Axionome is a climate deviation tracker, calculating & displaying each day’s local temperature in the context of global 1-3° annual average warming.
By day, Axionome collects hourly temperatures from its surrounding city block, comparing the data against local historical weather records. By night, two lights begin their movement across the facade, revealing the day’s anomalous reading in an orbital dance that lasts until midnight, when the tool resets & begins its count again.
Situated in a historically Greek quarter of the city, Axionome derives its name from the Ancient Greek roots axios – meaning ‘to be in balance’, and nomos – as being of ‘a rhythm and law.’
Axionome is the only such public climate deviation tracker in the world.
Location: Former Bureau of Meteorology
150 Lonsdale Street, Melbourne
Curation & Production: Broached Commissions
Commissioned by: Charter Hall
The choreography of Axionome’s two orbital lights is programmed in reference to the oldest & most instinctive systems of human time-keeping: the movements of the sun and moon.
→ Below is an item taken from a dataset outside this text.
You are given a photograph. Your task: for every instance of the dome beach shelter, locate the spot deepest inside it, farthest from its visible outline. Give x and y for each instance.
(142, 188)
Looming over a Methodist Church, Axionome was initially inspired by a clock located within its spire. Built in 1836, such sites once functioned as vital time-keepers, ringing in key hours for workers’ shifts in the Industrial Revolution: a time when mass carbon emissions began to significantly shift global temperatures.
Historically, such spires have also held strong architectural associations to Doomsday warnings.